I love having fresh flowers in my house, but I hate it when they wilt after just a few days and have to be thrown away. So over the years, I've learned a number of tricks to help cut flowers last longer, from choosing the right varieties to exploiting the beauty of the last bloom. Here are a few hints; please feel free to share yours below.
- Choose sturdy varieties of flowers. Some flowers just last longer than others. Daisies, carnations, and hydrangeas will stay nice for quite a while, as will alstroemerias, which is why you often see them adorning the tables of restaurants.
- Seek out tightly closed buds. Particularly for shorter-lived flowers—such as stargazer lilies, roses, and tulips—buy buds that aren’t quite open yet and let them bloom in the vase.
For the rest of my tips,
- “Cut in” the stems. Before putting a batch of flowers in water, cut each stem at an angle with a very sharp knife. Also, you know that packet of flower food that often comes with an arrangement? Use it.
- Keep the water fresh.
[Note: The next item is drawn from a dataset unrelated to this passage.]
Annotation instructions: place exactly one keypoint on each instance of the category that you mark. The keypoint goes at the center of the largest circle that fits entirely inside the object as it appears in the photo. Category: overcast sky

Just as you would with a plant, keep adding water to the vase as the flowers soak it up. Every few days, dump the dirty muck and replace it with fresh water.
- Weed out the wilted ones. Instead of tossing a whole bouquet with a few brown blooms, pick out the troubled flowers and toss them, then transfer the ones that still look nice to a smaller, clean container.
- Down to just one flower? Display it solo in an understated bud vase.